Now, blackboard chalk is most commonly gypsum (calcium sulphate), a component of drywall. It combines an alkaline element (calcium) and an acidic element (sulphate). That blend results in a pH neutral product that supplies calcium while not reducing acidity in the soil. Most of our coastal soils become acidic as our usually plentiful rainfall leaches soluble, alkaline elements from the soil

Calcium sulphate (gypsum) is also readily soluble, adding calcium rapidly to a soil. This can result in chemical imbalances.

Still, if your tomato plants have routinely thrived with the chalk, it must work in your soil conditions. It’s just good to know exactly what’s in the products we use, and whether there are any cautions to note.

GARDEN EVENTS

HCP plant sale. The Horticulture Centre of the Pacific, 505 Quayle Rd. In Saanich, is hosting a Fall Plant Sale for HCP members and volunteers on Friday. The sale is open to the public on Saturday from 9 a.m. to 4 p.m. Select from a large selection of plants propagated over the spring and now ready to be placed in gardens. All plants will be reduced by 25 per cent with further discounts in the bargain bin. Garden admission is free during plant sales. Staff, volunteers and the Victoria Master Gardener Association will be on hand with advice on plant choices. All proceeds from the sale support the development of the HCP non-profit teaching gardens.

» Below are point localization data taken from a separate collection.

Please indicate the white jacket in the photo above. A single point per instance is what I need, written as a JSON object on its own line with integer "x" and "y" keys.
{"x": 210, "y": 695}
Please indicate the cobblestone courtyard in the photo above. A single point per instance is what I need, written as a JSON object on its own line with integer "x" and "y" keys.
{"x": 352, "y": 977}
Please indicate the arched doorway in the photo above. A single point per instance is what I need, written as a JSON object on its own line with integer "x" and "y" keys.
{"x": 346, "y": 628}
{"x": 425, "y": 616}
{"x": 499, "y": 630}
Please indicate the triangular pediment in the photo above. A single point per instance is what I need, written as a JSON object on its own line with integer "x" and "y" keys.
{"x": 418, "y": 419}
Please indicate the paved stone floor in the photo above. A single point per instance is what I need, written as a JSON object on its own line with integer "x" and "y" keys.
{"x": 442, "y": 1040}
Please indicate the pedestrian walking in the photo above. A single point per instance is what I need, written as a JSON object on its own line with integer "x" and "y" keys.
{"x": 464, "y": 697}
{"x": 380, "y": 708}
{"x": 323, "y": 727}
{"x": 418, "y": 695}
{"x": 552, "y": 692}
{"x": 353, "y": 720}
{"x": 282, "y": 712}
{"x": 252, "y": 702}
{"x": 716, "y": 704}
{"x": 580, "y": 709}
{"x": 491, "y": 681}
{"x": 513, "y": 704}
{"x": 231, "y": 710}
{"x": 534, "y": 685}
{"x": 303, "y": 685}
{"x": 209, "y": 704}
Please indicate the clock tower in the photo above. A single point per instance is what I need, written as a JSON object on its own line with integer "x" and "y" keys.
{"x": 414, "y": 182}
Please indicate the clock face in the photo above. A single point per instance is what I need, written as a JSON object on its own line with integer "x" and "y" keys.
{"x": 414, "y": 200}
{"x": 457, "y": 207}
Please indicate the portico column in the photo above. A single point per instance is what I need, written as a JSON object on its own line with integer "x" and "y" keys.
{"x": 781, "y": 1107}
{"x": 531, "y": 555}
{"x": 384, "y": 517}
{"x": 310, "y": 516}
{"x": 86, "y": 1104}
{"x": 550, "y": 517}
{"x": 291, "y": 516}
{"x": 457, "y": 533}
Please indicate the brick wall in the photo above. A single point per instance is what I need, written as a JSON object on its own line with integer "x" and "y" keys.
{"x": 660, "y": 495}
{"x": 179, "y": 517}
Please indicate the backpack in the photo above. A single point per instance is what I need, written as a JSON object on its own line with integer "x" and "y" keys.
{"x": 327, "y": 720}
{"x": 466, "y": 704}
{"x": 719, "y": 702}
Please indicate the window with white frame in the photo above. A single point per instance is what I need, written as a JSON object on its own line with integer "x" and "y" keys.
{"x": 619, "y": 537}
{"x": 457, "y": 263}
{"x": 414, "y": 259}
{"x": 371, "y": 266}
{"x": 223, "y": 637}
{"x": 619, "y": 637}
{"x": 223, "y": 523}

Fall is a good time for planting. The combination of warm soil, cooling temperatures and rainfall nurture speedy rooting and settling in before winter.

Cactus and succulent show and sale. The Victoria Cactus and Succulent Society will hold a Show and Sale on Friday, 11 a.m. to 5 p.m. and Saturday, Sept. 24, 10 a.m. to 4 p.m. in the Church of the Advent, 510 Mt. View Ave. in Colwood.